Anche Eusebio nella sua Praeparatio doveva entrare in merito alla ispirazione divina dei libri del Pentateuco e dei Profeti
di cui si parla  nella questione sorta  nella polemica  tra Girolamo ed Agostino: il primo,  all’atto della Vulgata ed anche poco prima,  metteva in dubbio l’intervento provvidenziale di Dio sui Settanta,  convinto, nella sua testarda sicurezza e superbia, ed essendo molto ammirato dalla codificazione ebraico-aramaica,  che Dio si riservava di esprimere alcuni concetti solo con le lettere ebraiche  (De Civitate Dei XVIII,43).
Agostino, per conto suo, difendeva la provvidenza di Dio nell’opera dei Settanta e  mostrava che proprio perché quelli erano  guidati da Dio potevano non tradurre ciò che lo spirito di Dio riteneva utile non dire in greco in quella sede,  poiché lo avrebbe detto  nei Profeti.
Chiaramente Agostino mostrava come giustamente dunque i cristiani preferissero I Profeti alla Legge.
Un ulteriore passo in senso  provvidenziale lo rileviamo nella Lettera  di Aristea compresa con l‘Ottateuco (Pentateuco, Giosué, Giudici e Ruth)  al principio dei commenti  dei padri della Chiesa, formanti una catena  che sembra dovuta a Procopio di Gaza,  in epoca giustinianea, tanto lodata da Fozio  (Amphilochia,153).
Da qui  si rileva l’avvenuta cristianizzazione della Lettera di Aristea  che comporta anche l’ ispirazione della Traduzione dei Settanta, la quale  comprende anche i  Profeti e tutti gli altri libri del Vecchio Testamento.
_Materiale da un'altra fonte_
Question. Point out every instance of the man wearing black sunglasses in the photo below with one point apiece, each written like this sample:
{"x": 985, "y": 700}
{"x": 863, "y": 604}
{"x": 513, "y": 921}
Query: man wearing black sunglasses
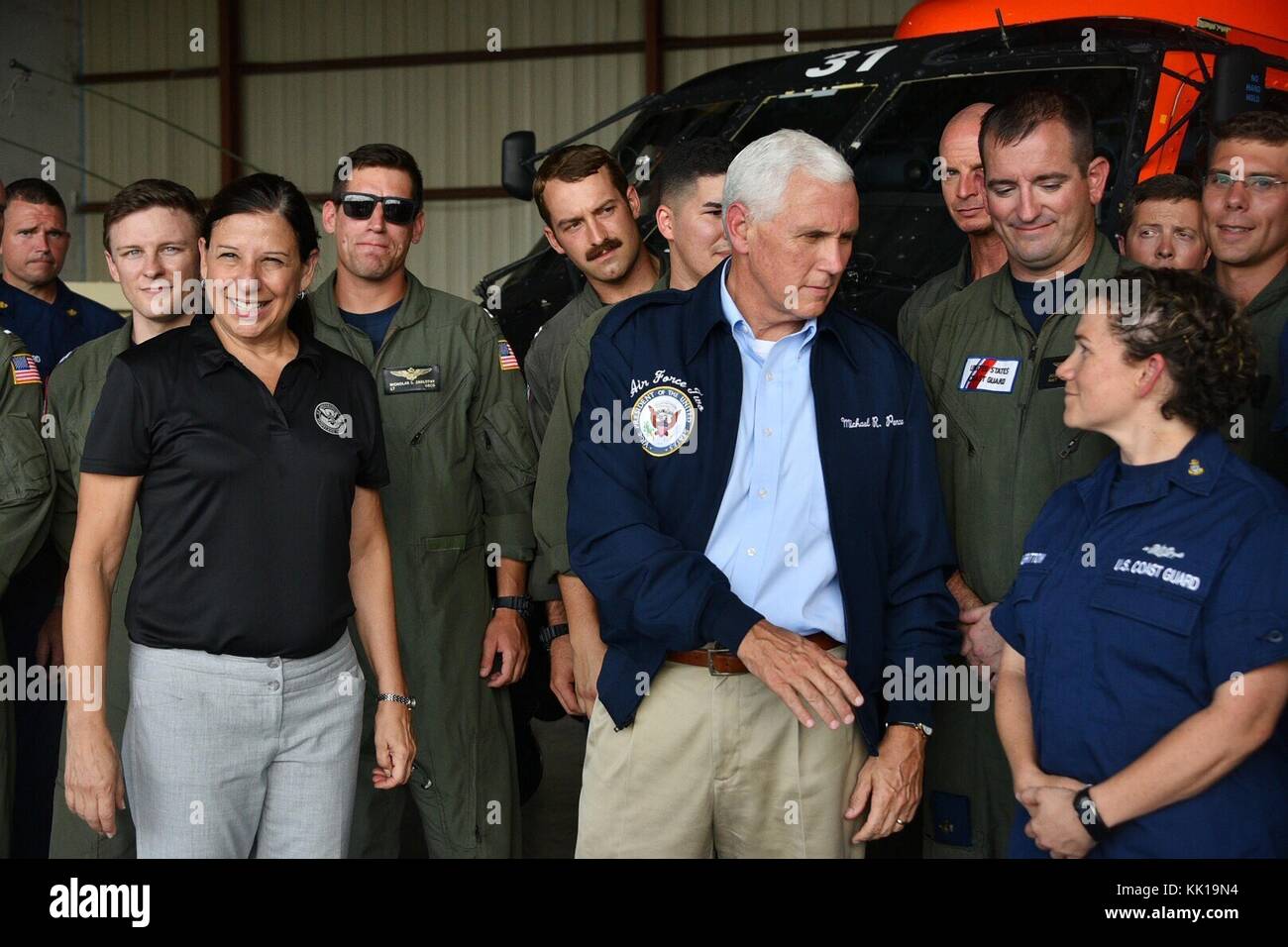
{"x": 463, "y": 467}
Per ultimo voglio far notare come lo stesso Giacomo, il fratello di Gesù nella carne, sia stato cristianizzato, nonostante le contestazioni sulla sua lettera, ritenuta a lungo non canonica perchè non confacente con lo spirito paolino: non bisogna, però, meravigliarsi di questo: lo  Pseudo-Aristea, Siracide,  Filone, civis alessandrino,  Gesù ebreo, Giacomo sono stati tutti considerati christhianoi.